Six major projects — Midwest, McClean Lake, Cluff Lake (Dominique-Janine), McArthur River, Cigar Lake and Eagle Point — are at various stages of development in Saskatchewan.
The prairie province remains the focus of uranium production and exploration in Canada. There were no significant discoveries last year. Following the report from the Joint Federal-Provincial Panel on Uranium Mining Developments on the Midwest, Dominique-Janine and McClean Lake projects, the province and the federal government approved development at Cluff Lake (Dominique-Janine) and at McClean Lake (but without the panel’s proposed 5-year delay) and accepted the panel’s re-commendations that the Midwest project not go ahead in its present form.
The panel has yet to rule on Cigar Lake, which is on care and maintenance now that the test mining stage is completed, and McArthur River, where the underground exploration stage to establish minable reserves and mining feasibility is proceeding.
Approval of the Eagle Point mine was recommended by a Federal Environmental Assessment Panel in November, 1993, although a decision on related development of the Collins Bay A and D zones was postponed pending further environmental studies.

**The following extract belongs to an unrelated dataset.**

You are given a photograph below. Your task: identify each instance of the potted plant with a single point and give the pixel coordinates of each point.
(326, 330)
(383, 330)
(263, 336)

At Eagle Point, underground drilling, test stoping and ore processing were undertaken in 1993. The mine will provide ore for the Rabbit Lake mill when processing of the Collins Bay B zone stockpile is completed in 1994. Saskatchewan mines at Key Lake, Rabbit Lake and Cluff Lake produced 8.5 million kg U3O8 in 1993, a slight increase over 1992. Only Key Lake operated at capacity; Rabbit Lake and Cluff Lake are working at half capacity. Sales amounted to 7.5 million kg U3O8 valued at $375 million.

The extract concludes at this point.